– Все-все, – поднял Макс вверх руки. – Будем считать, это флаг о капитуляции. – Он взял в руки кусок белоснежной ткани. – Ты меня поймала, я тебя. Мы квиты. Давай, излагай свои сомнения. По глазам вижу – не терпится же.
– Мне бы хотелось сначала тебя выслушать, ну да ладно. Смотри…
И я выложила все Максиму.
– Закурю? – поинтересовался он, доставая из кармана пачку.
Я отрицательно помотала головой.
– Нютка, – прошептала еле слышно.
– Ах да! – Макс виновато улыбнулся. – Все время забываю, прости. Удивительно спокойный ребенок, кстати.
– Это не так, но перестань уводить разговор в сторону. Ты наконец скажешь, что обо всем этом думаешь?
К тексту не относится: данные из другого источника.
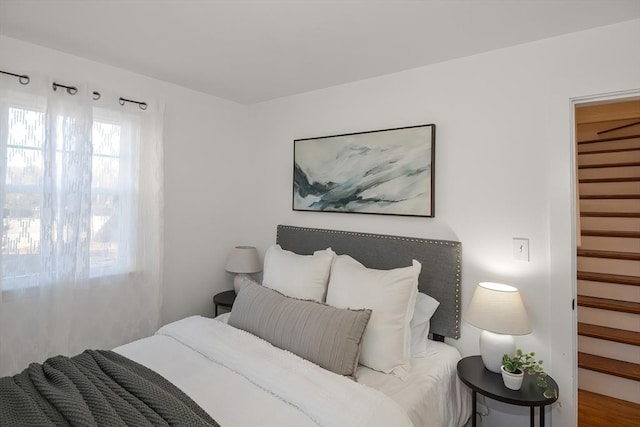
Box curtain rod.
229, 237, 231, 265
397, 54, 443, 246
0, 70, 31, 85
0, 70, 148, 110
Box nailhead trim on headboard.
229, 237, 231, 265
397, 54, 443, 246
276, 225, 462, 339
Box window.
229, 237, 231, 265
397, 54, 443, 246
0, 104, 138, 289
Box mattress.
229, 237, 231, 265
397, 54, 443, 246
114, 315, 470, 427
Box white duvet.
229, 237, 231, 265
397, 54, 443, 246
115, 316, 413, 427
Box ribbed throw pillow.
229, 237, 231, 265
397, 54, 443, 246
229, 284, 371, 377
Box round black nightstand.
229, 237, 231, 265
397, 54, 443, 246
213, 290, 236, 317
458, 356, 558, 427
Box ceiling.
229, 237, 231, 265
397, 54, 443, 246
0, 0, 640, 104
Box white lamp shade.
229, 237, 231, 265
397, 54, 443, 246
224, 246, 262, 274
465, 282, 531, 335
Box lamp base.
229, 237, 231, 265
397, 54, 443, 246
480, 331, 516, 374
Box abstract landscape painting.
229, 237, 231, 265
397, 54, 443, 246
293, 124, 435, 217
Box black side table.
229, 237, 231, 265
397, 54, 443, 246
213, 290, 236, 317
458, 356, 558, 427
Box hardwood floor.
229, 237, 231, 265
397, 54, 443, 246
578, 390, 640, 427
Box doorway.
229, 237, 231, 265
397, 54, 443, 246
574, 97, 640, 427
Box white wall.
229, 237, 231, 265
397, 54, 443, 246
0, 37, 250, 323
245, 20, 640, 426
0, 20, 640, 427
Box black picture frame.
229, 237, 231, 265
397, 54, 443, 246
292, 124, 436, 218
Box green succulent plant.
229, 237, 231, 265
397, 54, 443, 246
502, 349, 558, 399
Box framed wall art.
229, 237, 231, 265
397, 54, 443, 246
293, 124, 436, 217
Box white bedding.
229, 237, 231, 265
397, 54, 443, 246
114, 316, 470, 427
115, 316, 412, 427
356, 341, 471, 427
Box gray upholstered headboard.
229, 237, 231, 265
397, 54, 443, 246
276, 225, 462, 339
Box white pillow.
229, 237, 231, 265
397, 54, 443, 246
327, 255, 422, 377
410, 292, 440, 357
262, 245, 335, 302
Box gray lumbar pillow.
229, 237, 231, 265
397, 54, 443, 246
229, 284, 371, 377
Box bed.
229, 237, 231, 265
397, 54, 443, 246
0, 225, 471, 427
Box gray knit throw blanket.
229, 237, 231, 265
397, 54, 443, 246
0, 350, 219, 427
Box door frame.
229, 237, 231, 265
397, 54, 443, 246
569, 89, 640, 426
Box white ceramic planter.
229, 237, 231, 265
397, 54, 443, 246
500, 366, 524, 390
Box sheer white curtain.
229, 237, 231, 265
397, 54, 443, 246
0, 78, 163, 375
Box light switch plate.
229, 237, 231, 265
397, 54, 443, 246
513, 237, 529, 262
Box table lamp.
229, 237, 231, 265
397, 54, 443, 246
465, 282, 531, 373
224, 246, 262, 294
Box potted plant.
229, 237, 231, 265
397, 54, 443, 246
500, 349, 558, 398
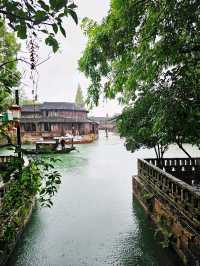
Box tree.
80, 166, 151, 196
117, 94, 169, 159
0, 21, 20, 111
75, 84, 85, 107
79, 0, 200, 157
0, 0, 78, 52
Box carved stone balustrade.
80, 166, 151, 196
138, 158, 200, 232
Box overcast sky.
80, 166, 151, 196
19, 0, 121, 116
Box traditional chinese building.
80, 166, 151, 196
21, 102, 98, 142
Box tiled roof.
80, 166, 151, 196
22, 104, 41, 112
22, 102, 87, 112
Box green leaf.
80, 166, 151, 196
52, 23, 58, 33
45, 35, 59, 53
67, 9, 78, 24
59, 24, 66, 37
38, 0, 49, 11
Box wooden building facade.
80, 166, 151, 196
21, 102, 98, 142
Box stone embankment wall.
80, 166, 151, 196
133, 158, 200, 266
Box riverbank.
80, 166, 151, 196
8, 132, 186, 266
0, 197, 36, 266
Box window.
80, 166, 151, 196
44, 123, 51, 131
Коломойский пожал плечами.
– Откровенно говоря, не знаю. Вернее… Слушай, ну, в каком-нибудь детективе Агаты Кристи, возможно, это и могло сыграть роль, а в жизни… Твоя фруктовая тарелка вообще ничего не доказывает. Ее можно объяснить чем угодно.
– Да? Ну-ка, давай, попробуй.
Макс пожал плечами.
– Может, Ольшанская просто заказала фрукты с доставкой и ей привезли микс. Чем не объяснение?
– О’кей, но это же просто проверить, не так ли? Вы наверняка изучили звонки покойной. Была там служба доставки?
– Ну допустим, нет, но это ничего не доказывает. Такую тарелку можно найти в ближайшем супермаркете.
– Во-первых, нет. Во-вторых, ты что же думаешь, Ольшанская стала бы подвергать себя риску, покупая опасные для нее фрукты? Даже десятилетний мальчишка, только услышав слово «персики», едва ли не пулей покинул кухню.
– Мало ли, – Макс пожал плечами. – Аллергия ведь тоже бывает разной. Может, это только у него контактная, а у нее пищевая. Не ешь фрукты, и будет тебе счастье. Вернее, несчастья не будет.
– Все равно сомнительно. Даже если так, зачем тащить в дом опасный для ребенка продукт?
– Так ведь его там не было. И вообще, чего только в жизни не бывает. Мы тут на днях выезжали на вызов. Так там один черный копатель домой бомбу притащил. Бомбу! Времен Второй мировой. Там саперы три часа советовались, не знали, что делать. Подойти боялись. Будь это чистое поле – отправили бы робота, взорвали дистанционно, а тут жилой дом. Весь двор эвакуировали. А у этого… как бы так выразиться, чтобы без мата… в общем, у того придурка жена и двое маленьких детей. А ты говоришь – персики.
Я молчала, не зная, что сказать. В данный момент здравый смысл боролся во мне с упрямством. С одной стороны, нельзя не признать наличие логики в рассуждениях Коломойского, с другой…
– Хорошо. Ты кругом прав. Но последняя услуга. Расскажи все, что вам удалось выяснить по этому делу, а? Не в службу, а в дружбу.
– Ох, Тарелкина… – Макс взял в руки столовый нож, повертел в руках, вгляделся в свое отражение и положил на место. – Подведет меня когда-нибудь под монастырь такая дружба. Что тогда делать буду? Возьмешь меня к себе на работу картошку чистить?
– Непременно. Но давай уже – не томи.
– Да нечего особенно рассказывать. Никаких признаков насилия и вообще ничего необычного. Разве что… А ты знала, что Ольшанская была беременна?
– Что?! От кого?
– Ну, дело закрыто, вернее, и не было открыто, поэтому подробности мне неизвестны.
– И тебе не кажется это подозрительным? Беременная женщина выпивает полторы бутылки шампанского – вторую она вроде бы так и не допила.
– Про беременность она вполне могла и не знать – там срок какой-то небольшой: пять-шесть недель. Да, и опять же, вот был недавно случай…
– Умоляю, избавь от подробностей. Уверена, ты и не такое встречал. Это все?
Перед тем как ответить, Макс замялся. Буквально на секунду, но мне этого хватило, чтобы не принять односложный отрицательный ответ и вцепиться в собеседника бульдожьей хваткой.